We will use this to initialize the biases with shape (1, n_neurons) as a row_vector so we can add it to the dot product later without need of transposing it.

In [8]:
# Example of how to initialize weight and biases
import numpy as np
import nnfs

nnfs.init()

n_inputs = 2
n_neurons = 4

weights = 0.01 * np.random.randn(n_inputs, n_neurons)
biases = np.zeros((1, n_neurons))

print(weights)
print(biases)

[[ 0.01764052  0.00400157  0.00978738  0.02240893]
 [ 0.01867558 -0.00977278  0.00950088 -0.00151357]]
[[0. 0. 0. 0.]]


**Lets run all the code at once!**

In [13]:
# Full layer_Dense class so far:
import numpy as np
import nnfs
from nnfs.datasets import spiral_data

nnfs.init()

class Layer_Dense:
    
    # layer of initialization
    def __init__(self, n_inputs, n_neurons):
        self.weights = 0.01 * np.random.rand(n_inputs, n_neurons)
        self.biases = np.zeros((1, n_neurons))
    
    # Forward pass
    def forward(self, inputs):
        self.output = np.dot(inputs, self.weights) + self.biases
        
# Generate some data to use the new class instead of our hardcoded calculations
# to perform a forward pass

# dataset creation
X, y = spiral_data(samples=100, classes=3)

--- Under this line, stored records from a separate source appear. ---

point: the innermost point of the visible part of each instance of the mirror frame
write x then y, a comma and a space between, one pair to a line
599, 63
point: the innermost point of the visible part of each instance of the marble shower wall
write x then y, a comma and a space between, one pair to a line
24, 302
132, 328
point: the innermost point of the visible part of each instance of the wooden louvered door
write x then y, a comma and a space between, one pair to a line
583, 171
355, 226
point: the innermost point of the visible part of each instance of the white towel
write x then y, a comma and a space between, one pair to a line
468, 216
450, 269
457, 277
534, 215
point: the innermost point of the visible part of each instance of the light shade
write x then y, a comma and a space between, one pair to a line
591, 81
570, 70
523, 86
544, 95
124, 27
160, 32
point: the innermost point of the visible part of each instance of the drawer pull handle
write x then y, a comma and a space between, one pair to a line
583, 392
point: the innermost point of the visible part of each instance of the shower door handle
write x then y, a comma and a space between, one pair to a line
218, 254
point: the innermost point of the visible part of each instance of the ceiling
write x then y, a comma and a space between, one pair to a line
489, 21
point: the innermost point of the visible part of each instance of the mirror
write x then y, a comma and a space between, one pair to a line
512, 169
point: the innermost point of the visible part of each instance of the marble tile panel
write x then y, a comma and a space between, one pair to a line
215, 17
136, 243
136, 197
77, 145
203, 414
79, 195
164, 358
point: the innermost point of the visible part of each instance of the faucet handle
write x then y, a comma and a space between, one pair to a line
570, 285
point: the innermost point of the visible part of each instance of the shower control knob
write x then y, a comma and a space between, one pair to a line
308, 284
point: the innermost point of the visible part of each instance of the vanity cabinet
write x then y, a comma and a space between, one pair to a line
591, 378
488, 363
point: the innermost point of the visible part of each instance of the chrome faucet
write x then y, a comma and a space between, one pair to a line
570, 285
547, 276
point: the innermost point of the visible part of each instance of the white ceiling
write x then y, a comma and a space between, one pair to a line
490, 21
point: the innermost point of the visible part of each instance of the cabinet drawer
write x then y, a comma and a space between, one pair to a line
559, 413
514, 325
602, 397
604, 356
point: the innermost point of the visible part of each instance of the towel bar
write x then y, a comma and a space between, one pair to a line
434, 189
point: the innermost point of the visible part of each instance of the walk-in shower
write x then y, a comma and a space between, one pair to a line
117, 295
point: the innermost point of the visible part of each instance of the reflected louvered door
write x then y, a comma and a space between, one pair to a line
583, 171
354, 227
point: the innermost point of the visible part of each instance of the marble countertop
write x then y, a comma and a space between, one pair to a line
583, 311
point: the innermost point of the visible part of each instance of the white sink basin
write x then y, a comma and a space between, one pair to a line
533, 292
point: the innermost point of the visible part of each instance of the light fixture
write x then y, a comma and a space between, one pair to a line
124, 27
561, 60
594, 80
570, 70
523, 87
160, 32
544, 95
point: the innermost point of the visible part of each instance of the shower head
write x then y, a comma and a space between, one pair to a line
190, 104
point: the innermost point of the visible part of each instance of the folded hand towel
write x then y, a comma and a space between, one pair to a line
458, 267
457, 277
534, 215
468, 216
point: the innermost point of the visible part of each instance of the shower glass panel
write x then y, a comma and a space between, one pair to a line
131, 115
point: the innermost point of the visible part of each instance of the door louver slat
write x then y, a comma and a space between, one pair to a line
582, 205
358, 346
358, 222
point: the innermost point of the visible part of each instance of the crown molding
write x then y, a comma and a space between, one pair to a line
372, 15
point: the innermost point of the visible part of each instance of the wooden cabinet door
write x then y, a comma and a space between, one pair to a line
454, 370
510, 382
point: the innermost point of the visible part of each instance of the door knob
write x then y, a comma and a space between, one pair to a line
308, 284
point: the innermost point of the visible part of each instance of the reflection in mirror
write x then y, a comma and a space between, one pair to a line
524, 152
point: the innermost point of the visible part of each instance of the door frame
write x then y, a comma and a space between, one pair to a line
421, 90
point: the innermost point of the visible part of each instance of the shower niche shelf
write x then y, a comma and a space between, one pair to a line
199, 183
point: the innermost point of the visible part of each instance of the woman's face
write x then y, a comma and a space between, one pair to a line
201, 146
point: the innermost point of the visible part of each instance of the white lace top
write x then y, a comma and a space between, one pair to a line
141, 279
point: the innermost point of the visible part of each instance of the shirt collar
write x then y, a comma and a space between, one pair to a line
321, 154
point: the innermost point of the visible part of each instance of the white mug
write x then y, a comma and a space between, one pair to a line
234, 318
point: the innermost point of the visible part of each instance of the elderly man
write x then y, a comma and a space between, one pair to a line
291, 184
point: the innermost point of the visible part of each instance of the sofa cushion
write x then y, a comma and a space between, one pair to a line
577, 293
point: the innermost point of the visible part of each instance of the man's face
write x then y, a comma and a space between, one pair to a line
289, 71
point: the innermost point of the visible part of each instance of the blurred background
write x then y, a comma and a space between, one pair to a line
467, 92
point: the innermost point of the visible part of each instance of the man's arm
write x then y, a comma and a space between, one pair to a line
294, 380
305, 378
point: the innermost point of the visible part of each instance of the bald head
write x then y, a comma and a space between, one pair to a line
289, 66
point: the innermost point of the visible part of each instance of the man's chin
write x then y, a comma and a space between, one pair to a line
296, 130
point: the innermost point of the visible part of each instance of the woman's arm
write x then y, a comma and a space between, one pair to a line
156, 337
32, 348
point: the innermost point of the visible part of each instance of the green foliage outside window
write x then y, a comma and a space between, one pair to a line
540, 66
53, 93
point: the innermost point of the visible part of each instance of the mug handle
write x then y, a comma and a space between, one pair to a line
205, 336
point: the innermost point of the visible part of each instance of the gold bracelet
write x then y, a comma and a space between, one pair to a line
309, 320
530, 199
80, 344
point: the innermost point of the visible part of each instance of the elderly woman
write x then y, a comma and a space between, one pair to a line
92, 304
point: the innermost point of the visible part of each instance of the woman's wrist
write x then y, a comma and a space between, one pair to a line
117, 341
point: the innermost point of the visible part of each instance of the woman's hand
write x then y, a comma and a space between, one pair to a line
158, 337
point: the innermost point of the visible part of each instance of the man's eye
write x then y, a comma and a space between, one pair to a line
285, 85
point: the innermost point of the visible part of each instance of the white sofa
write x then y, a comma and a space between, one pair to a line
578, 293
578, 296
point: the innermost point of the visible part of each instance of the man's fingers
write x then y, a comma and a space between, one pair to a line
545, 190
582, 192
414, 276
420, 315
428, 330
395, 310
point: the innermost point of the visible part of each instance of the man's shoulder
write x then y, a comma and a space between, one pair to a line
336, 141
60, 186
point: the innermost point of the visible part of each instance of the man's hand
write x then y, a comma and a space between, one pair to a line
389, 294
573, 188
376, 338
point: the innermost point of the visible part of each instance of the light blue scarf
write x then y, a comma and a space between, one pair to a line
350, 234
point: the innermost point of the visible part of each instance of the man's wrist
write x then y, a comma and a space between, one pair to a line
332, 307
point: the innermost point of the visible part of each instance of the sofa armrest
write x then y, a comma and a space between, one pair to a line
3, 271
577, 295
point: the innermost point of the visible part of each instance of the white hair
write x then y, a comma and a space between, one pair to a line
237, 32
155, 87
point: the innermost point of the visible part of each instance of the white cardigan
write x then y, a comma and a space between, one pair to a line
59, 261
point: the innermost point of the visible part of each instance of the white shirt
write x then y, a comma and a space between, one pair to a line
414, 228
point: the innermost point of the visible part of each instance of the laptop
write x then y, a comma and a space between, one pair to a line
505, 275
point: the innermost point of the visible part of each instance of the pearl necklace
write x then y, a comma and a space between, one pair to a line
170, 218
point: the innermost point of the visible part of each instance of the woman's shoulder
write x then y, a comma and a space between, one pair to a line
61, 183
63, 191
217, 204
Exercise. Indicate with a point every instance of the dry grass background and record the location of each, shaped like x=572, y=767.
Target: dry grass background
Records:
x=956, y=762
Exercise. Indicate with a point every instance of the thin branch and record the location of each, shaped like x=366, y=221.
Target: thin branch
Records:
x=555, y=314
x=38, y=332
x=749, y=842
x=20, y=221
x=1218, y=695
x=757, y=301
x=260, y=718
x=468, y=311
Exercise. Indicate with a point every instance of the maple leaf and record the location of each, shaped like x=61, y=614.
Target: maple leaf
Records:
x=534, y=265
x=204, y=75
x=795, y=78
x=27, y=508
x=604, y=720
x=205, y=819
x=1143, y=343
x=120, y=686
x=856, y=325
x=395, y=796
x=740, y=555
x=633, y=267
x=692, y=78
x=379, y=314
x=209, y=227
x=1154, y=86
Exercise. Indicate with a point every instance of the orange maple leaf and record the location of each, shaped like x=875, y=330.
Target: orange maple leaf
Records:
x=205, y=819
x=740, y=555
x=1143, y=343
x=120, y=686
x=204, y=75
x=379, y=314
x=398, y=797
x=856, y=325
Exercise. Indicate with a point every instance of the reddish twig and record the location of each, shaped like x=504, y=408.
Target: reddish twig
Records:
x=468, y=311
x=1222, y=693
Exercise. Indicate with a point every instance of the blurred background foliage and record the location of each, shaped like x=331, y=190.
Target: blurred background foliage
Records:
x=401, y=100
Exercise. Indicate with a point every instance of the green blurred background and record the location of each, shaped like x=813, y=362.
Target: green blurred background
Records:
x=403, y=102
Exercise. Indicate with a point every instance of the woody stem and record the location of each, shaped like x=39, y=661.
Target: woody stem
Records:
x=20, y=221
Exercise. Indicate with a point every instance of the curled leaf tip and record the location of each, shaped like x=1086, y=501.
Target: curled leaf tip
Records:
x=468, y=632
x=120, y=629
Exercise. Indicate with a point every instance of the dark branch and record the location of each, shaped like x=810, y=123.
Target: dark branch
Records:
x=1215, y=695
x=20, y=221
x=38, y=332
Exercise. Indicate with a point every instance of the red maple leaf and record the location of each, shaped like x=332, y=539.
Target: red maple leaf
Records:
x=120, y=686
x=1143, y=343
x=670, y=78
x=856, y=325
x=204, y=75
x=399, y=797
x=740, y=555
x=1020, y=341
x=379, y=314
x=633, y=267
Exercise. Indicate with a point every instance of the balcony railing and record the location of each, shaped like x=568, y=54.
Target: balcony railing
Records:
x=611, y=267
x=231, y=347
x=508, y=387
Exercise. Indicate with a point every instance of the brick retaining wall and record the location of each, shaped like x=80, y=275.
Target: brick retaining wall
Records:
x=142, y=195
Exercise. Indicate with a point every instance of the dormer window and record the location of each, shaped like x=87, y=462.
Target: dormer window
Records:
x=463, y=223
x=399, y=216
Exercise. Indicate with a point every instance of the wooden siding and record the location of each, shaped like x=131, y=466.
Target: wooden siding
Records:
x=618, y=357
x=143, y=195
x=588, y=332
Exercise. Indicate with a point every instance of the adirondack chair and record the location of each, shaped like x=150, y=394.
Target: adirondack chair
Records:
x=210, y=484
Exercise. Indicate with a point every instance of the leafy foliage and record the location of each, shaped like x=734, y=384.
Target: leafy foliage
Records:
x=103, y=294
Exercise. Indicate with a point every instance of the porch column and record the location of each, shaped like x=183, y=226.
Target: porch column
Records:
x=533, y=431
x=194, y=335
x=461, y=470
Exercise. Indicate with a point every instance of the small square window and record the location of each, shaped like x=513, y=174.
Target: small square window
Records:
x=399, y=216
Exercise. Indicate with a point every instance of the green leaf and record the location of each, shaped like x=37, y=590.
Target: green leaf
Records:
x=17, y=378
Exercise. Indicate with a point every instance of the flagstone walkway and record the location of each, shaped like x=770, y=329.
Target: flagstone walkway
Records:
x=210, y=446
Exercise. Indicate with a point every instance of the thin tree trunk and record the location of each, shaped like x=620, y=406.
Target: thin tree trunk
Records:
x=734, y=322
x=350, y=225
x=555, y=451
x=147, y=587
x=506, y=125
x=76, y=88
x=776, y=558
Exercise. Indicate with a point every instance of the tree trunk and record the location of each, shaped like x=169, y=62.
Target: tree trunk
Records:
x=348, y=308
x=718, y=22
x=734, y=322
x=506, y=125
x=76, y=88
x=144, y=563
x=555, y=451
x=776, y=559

# create Dense Layer with 2 input features and 3 output values
dense1 = Layer_Dense(2, 3)

# perform a forward pass of our training data through this layer
dense1.forward(X)

# check the output of the first few samples
print(dense1.output[:5])

[[0.00000000e+00 0.00000000e+00 0.00000000e+00]
 [5.97437393e-05 3.68895635e-05 8.37819971e-05]
 [1.46999708e-04 9.15808050e-05 1.40212578e-04]
 [2.07372344e-04 1.30936343e-04 5.65641167e-05]
 [2.86790368e-04 1.80765084e-04 1.03854705e-04]]


The output is 5 rows of data that have 3 values each. Each of the 3 values is the values from the 3 neurons in the dense1 layer after passing in each of the samples. We have a neural network model that is still missing the activation function.